- It’s natural to experience anger, resentment, sadness, desperation, frustration, fear and exasperation as we adjust to to the gluten-free diet.
- Celiac Counsellor’s Corner* is a place where Sherry Scheideman, M.A., Registered Clinical Counsellor, responds to your questions about the emotional and social issues that celiacs face. Diagnosed with celiac disease herself in 2001 in Victoria, BC, Sherry draws upon personal experiences and a Master’s Degree in Counseling to support you in transcending this ‘life transition’ and turning it into an opportunity to live your best life – ever.
Common emotions that celiacs experience as we adhere to a strictly gluten-free diet include anger, resentment, sadness, desperation, frustration, fear, and exasperation, just to name a few. These are difficult emotions to live with. Fortunately, there are some simple tricks we can use to lessen the intensity of these emotions as we experience them.
A powerful emotion-soothing method that leading psychologists and spiritual leaders recommend is to simply hold our body in soothing, calm, or open postures. When the body posture is soothing, calm, or open, negative emotion is not supported, because the body and the emotions work together.
Let’s look at a few examples of how to use the body to calm the emotions.
You’re at a succulent wedding buffet and there’s nothing for you to eat but a cherry tomato. You can feel the anger rising in you. Tune in to your body. Turn the palms of your hands so they face upward. This is called willing hands, and it’s your body’s way of saying “I gracefully accept this reality.” This diffuses your anger, helping you to be calm and capable of dealing with the situation.

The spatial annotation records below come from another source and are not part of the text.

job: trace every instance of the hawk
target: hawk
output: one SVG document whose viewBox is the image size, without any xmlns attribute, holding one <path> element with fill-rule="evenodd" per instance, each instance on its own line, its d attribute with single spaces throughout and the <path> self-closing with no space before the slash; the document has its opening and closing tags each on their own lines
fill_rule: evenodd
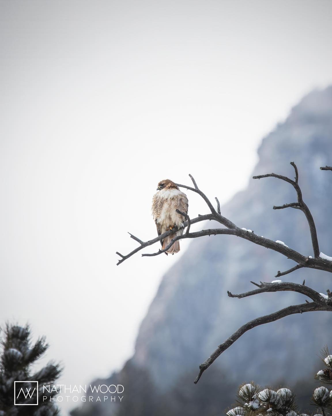
<svg viewBox="0 0 332 416">
<path fill-rule="evenodd" d="M 183 233 L 183 223 L 186 218 L 176 212 L 178 209 L 186 214 L 188 212 L 188 198 L 173 181 L 164 179 L 158 183 L 158 191 L 153 196 L 152 212 L 153 219 L 157 226 L 158 235 L 168 230 L 176 230 L 173 234 L 168 235 L 160 243 L 162 249 L 171 243 L 175 236 L 182 235 Z M 180 251 L 180 243 L 176 241 L 165 254 L 174 254 Z"/>
</svg>

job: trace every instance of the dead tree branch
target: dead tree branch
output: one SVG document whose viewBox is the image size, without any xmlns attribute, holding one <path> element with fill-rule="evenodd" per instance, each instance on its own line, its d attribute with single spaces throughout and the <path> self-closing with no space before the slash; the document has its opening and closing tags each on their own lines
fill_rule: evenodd
<svg viewBox="0 0 332 416">
<path fill-rule="evenodd" d="M 323 302 L 320 303 L 310 302 L 309 303 L 302 303 L 300 305 L 292 305 L 290 306 L 284 308 L 283 309 L 281 309 L 277 312 L 274 312 L 269 315 L 266 315 L 265 316 L 256 318 L 256 319 L 254 319 L 247 324 L 245 324 L 240 328 L 239 328 L 229 338 L 228 338 L 225 342 L 219 345 L 217 349 L 211 354 L 208 359 L 205 361 L 203 364 L 200 364 L 199 374 L 194 382 L 195 384 L 197 384 L 205 370 L 210 367 L 213 362 L 224 351 L 229 348 L 247 331 L 252 329 L 253 328 L 258 327 L 260 325 L 263 325 L 264 324 L 274 322 L 275 321 L 277 321 L 278 319 L 284 318 L 290 315 L 293 315 L 296 313 L 302 314 L 305 312 L 313 312 L 316 311 L 332 312 L 332 307 Z"/>
<path fill-rule="evenodd" d="M 288 207 L 292 207 L 292 208 L 298 208 L 304 213 L 307 218 L 307 220 L 309 224 L 309 229 L 310 229 L 310 234 L 311 235 L 311 242 L 312 245 L 312 249 L 314 251 L 314 255 L 315 258 L 319 257 L 320 250 L 319 245 L 318 244 L 318 240 L 317 238 L 317 232 L 316 230 L 316 226 L 315 225 L 315 221 L 310 212 L 310 210 L 308 208 L 307 204 L 305 203 L 302 197 L 302 191 L 301 188 L 298 185 L 298 172 L 296 165 L 294 162 L 291 162 L 290 164 L 294 168 L 295 170 L 295 181 L 287 178 L 287 176 L 284 176 L 281 175 L 276 175 L 275 173 L 268 173 L 267 175 L 259 175 L 258 176 L 253 176 L 254 179 L 260 179 L 262 178 L 277 178 L 288 182 L 293 185 L 294 188 L 296 191 L 298 196 L 298 202 L 292 202 L 290 204 L 286 204 L 281 207 L 273 207 L 274 209 L 281 209 L 283 208 L 286 208 Z"/>
<path fill-rule="evenodd" d="M 199 188 L 194 178 L 191 175 L 189 175 L 190 179 L 193 184 L 194 187 L 181 185 L 180 183 L 176 184 L 180 188 L 183 188 L 199 195 L 204 200 L 208 205 L 210 213 L 205 215 L 198 215 L 196 218 L 190 219 L 186 213 L 181 211 L 177 212 L 183 215 L 186 219 L 186 221 L 184 223 L 185 227 L 186 230 L 185 233 L 182 235 L 174 235 L 168 245 L 164 250 L 159 250 L 157 252 L 153 253 L 142 254 L 143 257 L 151 257 L 159 255 L 159 254 L 166 251 L 170 248 L 174 243 L 179 240 L 183 240 L 186 238 L 196 238 L 200 237 L 207 235 L 234 235 L 239 237 L 245 240 L 247 240 L 255 244 L 261 245 L 266 248 L 272 250 L 277 253 L 282 254 L 288 259 L 293 260 L 297 263 L 295 265 L 284 272 L 278 271 L 276 277 L 280 277 L 288 274 L 299 269 L 306 267 L 314 269 L 317 270 L 325 270 L 332 273 L 332 261 L 322 258 L 320 257 L 319 245 L 318 244 L 316 227 L 313 218 L 311 213 L 307 205 L 304 202 L 302 196 L 302 192 L 298 184 L 299 174 L 298 168 L 293 162 L 291 162 L 290 164 L 293 166 L 295 172 L 295 180 L 290 179 L 287 176 L 276 173 L 268 173 L 266 175 L 261 175 L 253 177 L 254 179 L 261 179 L 265 178 L 275 178 L 291 184 L 295 189 L 297 196 L 297 201 L 292 202 L 290 203 L 285 204 L 281 206 L 273 206 L 274 209 L 283 209 L 285 208 L 292 208 L 300 210 L 304 213 L 307 219 L 309 229 L 310 230 L 311 237 L 311 242 L 314 252 L 314 258 L 311 256 L 304 255 L 297 251 L 290 248 L 281 242 L 277 242 L 268 238 L 257 235 L 254 233 L 248 230 L 245 228 L 240 228 L 237 227 L 230 220 L 221 215 L 220 203 L 217 198 L 215 198 L 217 202 L 217 210 L 214 208 L 210 200 Z M 325 166 L 320 168 L 322 170 L 332 170 L 332 167 Z M 225 228 L 216 228 L 212 229 L 205 229 L 200 231 L 190 232 L 191 224 L 202 221 L 213 220 L 219 224 L 224 225 Z M 139 238 L 129 233 L 130 237 L 139 243 L 139 245 L 132 251 L 128 254 L 123 255 L 119 253 L 117 254 L 120 256 L 121 259 L 119 260 L 117 264 L 120 264 L 125 260 L 129 258 L 134 254 L 140 251 L 146 247 L 154 244 L 155 243 L 163 240 L 165 237 L 174 234 L 176 231 L 174 230 L 170 230 L 161 234 L 159 237 L 156 237 L 152 240 L 147 241 L 143 241 Z M 260 284 L 252 282 L 254 285 L 257 286 L 258 289 L 239 295 L 233 295 L 228 292 L 228 296 L 230 297 L 237 297 L 241 299 L 248 296 L 258 295 L 266 292 L 283 292 L 291 291 L 298 292 L 302 295 L 308 296 L 312 301 L 309 302 L 306 300 L 305 303 L 299 305 L 291 305 L 286 308 L 284 308 L 281 310 L 275 312 L 269 315 L 261 317 L 256 319 L 253 319 L 250 322 L 245 324 L 231 337 L 228 338 L 225 342 L 220 345 L 213 354 L 203 364 L 200 366 L 200 372 L 198 376 L 195 381 L 197 383 L 199 380 L 203 372 L 208 368 L 224 351 L 232 345 L 245 332 L 256 327 L 264 324 L 273 322 L 277 319 L 285 317 L 294 314 L 302 314 L 304 312 L 314 312 L 315 311 L 328 311 L 332 312 L 332 296 L 330 291 L 327 291 L 328 298 L 325 299 L 319 293 L 313 289 L 308 287 L 305 285 L 304 281 L 303 285 L 298 285 L 296 283 L 290 282 L 280 282 L 278 283 L 269 283 L 261 282 Z"/>
</svg>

Protecting yourself from cross-contamination, you say “No” to a piece of cake your friend made specially for you. You feel terrible about it. Step back, tune in to your emotional suffering, and tune in to your body. Open up your posture – chest up, heart high, shoulders back, arms open, head back. This is your body’s way of saying, “I’m open to this experience! I can handle it! Life is good!” This diffuses your negativity and invites happiness into the situation.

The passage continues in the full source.